At initial presentation, the average angulation of the fractures losing alignment was 16.14 degrees of dorsal angulation (SD:6.92; Range: 7.9-24.4 degrees) compared to an average of 11.99 degrees of angulation (SD: 6.37; range:1.9-41.3 degrees) in the maintained alignment group. At first follow-up, the loss of alignment group had an average angulation of 27.58 degrees (SD: 14.11; range: 13.5-51 degrees) and an average change in angulation of 11.44 degrees (SD: 12.44; range: -0.7-30.2 degrees) compared to 10.19 degrees of angulation (SD: 5.88; range: 0.9-29.4 degrees) and -0.79 degrees change in angulation (SD: 7.02; range: {-28.7}-29.4 degrees) in the maintained alignment group. After operative intervention, average angulation was 8.24 degrees (SD: 2.25; Range 4.8-10.3 degrees).
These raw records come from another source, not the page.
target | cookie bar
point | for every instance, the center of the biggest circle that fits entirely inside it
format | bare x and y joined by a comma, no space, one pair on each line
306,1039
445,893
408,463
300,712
Of the five patients that lost alignment and were treated operatively, no additional complications occurred.
Conclusions
Approximately 5% of patients treated with in-situ immobilization after a pediatric distal radius fracture will lose acceptable alignment. There are no clear factors or variables that indicate a loss of reduction in pediatric distal radius fractures treated with in-situ immobilization. Patients that lose alignment can be treated with operative intervention without further complications.